United fans hit back with, “This City is yours, 20,000 empty seats, are you f--king sure?” It’s a play on a city-centre billboard the Blues paid for when they signed Carlos Tevez from United in 2009 with the slogan “Welcome to Manchester.”
But if they don’t own Manchester, City have taken control of the game, with David Silva at his balletic best. Even without their finest player—the suspended Aguero—City are dominant. They score a second after 36 minutes when a De Bruyne shot surprises David De Gea, hitting the post and falling for Iheanacho to tap in his fourth goal in his last four away games. It’s 2-0.
“It’s only 6-1,” chorus the travelling fans with one of their favourite songs of recent times to celebrate their 6-1 win. “Sixty thousand empty seats, it’s only 6-1. It should have been 10, you lucky bastards. It could have been 10."
The giant sea of red is stunned, and the away fans even have the cheek to make a ssssh sound. “Fergie’s right, your fans are s--te,” they sing.

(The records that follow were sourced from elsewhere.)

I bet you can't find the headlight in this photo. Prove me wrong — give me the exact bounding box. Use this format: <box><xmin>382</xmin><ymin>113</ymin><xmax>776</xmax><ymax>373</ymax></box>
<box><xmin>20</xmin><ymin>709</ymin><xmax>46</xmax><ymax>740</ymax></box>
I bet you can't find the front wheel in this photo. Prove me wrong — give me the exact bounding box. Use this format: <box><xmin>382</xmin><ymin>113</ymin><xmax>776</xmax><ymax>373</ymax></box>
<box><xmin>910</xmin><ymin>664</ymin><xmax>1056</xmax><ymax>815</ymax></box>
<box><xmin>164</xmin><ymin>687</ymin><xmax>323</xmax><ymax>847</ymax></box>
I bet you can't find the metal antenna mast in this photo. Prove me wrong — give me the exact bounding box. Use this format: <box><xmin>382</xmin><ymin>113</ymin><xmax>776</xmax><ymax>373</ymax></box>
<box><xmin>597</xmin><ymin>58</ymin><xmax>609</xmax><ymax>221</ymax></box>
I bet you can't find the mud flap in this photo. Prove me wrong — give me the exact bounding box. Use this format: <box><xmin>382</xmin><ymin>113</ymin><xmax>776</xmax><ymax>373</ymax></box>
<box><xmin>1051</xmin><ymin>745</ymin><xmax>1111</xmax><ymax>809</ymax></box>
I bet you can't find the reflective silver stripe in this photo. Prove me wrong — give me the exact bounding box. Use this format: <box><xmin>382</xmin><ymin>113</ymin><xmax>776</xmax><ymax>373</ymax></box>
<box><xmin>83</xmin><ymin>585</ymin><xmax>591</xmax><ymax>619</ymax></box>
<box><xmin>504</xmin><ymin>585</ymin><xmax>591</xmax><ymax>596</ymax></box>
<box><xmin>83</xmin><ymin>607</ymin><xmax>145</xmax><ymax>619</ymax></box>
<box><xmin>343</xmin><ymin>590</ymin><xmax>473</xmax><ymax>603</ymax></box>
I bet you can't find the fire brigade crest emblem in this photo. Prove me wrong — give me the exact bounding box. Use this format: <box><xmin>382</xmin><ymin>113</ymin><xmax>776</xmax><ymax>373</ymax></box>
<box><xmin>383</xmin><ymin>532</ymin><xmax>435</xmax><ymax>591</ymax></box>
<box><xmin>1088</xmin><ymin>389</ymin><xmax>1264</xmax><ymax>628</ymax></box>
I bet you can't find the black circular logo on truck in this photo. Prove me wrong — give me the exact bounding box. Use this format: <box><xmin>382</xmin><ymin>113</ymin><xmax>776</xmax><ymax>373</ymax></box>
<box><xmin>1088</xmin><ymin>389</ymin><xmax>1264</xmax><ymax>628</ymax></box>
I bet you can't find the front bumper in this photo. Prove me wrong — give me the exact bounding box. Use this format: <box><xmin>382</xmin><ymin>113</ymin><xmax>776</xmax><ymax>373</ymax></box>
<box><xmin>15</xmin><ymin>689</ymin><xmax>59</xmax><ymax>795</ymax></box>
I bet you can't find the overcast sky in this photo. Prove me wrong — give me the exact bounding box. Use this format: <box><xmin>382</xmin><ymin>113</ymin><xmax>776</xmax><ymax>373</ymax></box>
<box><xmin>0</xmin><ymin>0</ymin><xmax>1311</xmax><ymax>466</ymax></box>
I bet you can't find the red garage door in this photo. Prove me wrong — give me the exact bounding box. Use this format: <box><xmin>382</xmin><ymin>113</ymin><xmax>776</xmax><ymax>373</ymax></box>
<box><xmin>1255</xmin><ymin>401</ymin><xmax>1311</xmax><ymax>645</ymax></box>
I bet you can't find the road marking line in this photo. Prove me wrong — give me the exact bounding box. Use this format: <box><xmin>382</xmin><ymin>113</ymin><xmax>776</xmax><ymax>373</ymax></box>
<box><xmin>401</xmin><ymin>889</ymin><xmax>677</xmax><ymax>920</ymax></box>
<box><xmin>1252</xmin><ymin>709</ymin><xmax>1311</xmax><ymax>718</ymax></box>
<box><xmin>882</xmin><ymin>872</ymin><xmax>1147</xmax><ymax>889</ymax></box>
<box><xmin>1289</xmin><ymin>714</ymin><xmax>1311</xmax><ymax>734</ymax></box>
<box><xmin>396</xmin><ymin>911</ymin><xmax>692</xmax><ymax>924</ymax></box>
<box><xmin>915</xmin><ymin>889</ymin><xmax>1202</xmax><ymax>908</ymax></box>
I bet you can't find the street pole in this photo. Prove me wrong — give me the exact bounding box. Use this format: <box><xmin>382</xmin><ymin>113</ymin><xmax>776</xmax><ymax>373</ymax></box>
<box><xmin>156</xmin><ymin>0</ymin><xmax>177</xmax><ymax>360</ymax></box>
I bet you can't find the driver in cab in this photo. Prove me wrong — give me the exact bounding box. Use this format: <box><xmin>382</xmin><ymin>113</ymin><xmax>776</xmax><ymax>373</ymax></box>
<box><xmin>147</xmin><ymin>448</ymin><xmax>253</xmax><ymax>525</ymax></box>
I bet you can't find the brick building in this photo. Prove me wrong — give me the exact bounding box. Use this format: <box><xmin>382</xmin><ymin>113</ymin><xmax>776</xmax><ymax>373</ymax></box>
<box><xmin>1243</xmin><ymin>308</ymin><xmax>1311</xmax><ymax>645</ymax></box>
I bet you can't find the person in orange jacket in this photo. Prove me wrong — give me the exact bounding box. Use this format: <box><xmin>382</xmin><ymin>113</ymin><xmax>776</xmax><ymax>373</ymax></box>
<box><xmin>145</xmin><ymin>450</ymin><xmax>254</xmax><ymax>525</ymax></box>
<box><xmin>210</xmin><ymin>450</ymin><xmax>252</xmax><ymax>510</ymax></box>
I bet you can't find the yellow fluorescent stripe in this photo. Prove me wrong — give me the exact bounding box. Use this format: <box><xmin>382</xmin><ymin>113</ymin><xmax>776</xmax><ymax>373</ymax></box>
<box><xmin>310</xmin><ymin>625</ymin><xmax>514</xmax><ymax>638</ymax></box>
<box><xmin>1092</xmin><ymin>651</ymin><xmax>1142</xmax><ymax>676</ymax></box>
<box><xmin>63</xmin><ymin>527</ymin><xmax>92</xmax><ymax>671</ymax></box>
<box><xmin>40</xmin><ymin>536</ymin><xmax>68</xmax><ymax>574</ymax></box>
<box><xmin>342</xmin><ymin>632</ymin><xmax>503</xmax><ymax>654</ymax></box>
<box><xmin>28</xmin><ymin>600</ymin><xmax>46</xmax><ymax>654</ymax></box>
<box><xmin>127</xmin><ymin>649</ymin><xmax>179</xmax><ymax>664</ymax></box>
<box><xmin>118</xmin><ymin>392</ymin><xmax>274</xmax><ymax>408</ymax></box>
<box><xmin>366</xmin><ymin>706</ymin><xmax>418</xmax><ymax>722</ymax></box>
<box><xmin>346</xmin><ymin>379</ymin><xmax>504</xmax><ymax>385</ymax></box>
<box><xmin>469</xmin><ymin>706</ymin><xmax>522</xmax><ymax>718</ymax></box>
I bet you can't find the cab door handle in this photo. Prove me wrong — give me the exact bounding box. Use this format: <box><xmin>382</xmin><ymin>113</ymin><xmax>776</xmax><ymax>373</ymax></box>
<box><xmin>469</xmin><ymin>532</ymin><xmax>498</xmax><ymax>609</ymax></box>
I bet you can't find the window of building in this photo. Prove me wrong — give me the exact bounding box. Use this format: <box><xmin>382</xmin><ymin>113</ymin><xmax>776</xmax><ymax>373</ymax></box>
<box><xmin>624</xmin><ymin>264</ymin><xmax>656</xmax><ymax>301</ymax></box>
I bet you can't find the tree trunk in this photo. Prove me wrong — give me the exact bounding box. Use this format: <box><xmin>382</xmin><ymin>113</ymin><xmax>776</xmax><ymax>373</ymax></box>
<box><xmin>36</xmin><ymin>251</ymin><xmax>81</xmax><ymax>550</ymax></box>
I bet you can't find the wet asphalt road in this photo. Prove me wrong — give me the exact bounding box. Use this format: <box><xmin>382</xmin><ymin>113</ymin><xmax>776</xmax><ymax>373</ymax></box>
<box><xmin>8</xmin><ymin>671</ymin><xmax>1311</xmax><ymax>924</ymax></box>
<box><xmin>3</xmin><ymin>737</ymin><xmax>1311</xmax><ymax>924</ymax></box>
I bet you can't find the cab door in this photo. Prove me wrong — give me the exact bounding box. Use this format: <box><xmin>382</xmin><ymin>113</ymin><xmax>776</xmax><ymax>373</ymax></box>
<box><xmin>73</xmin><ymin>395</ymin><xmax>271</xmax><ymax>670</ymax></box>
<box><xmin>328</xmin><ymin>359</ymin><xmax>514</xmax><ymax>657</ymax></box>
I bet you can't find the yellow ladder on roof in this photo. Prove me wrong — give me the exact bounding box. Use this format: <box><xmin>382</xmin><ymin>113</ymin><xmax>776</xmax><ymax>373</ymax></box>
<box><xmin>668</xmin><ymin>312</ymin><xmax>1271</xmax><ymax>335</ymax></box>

It’s not quiet when Zlatan Ibrahimovic puts United back in the game four minutes before half-time. The goal gives United hope as the players head down the tunnel at the break, which Mourinho utilises to substitute Lingard and Mkhitaryan, whose struggles to get into the game in their first start of the season were clear only 10 minutes into it.
United improve in the second period as they chase the game. Their fans shout “Attack! Attack! Attack!” A huge roar goes up followed by primal screams of “United! United!” when a board is held up to signal five minutes of added-on time, but City hold out.
“It’s only 6-1. Sixty thousand empty seats, it’s only 6-1. It should have been 10, you lucky bastards. It could have been 10."
City fans recall their most famous Old Trafford derby win
They deserve their win, and Mourinho is quick to congratulate Guardiola at the final whistle—plus all the City bench. It was their fans who delighted in singing “Never felt more like singing the Blues, City win, United lose…” and then “We’re the pride of Manchester.”
As they sing, Guardiola urges his players to go closer and applaud their supporters in the wedge-shaped away end. John Stones celebrates as if he’s won the league rather than his first Manchester derby.
United’s players are despondent. Their best had been Ibrahimovic, who sources confirm later bemoaned his poor service to friends—joking that he’d only had one true ball all game, and that from City’s shaky debutant goalkeeper Claudio Bravo, which he scored.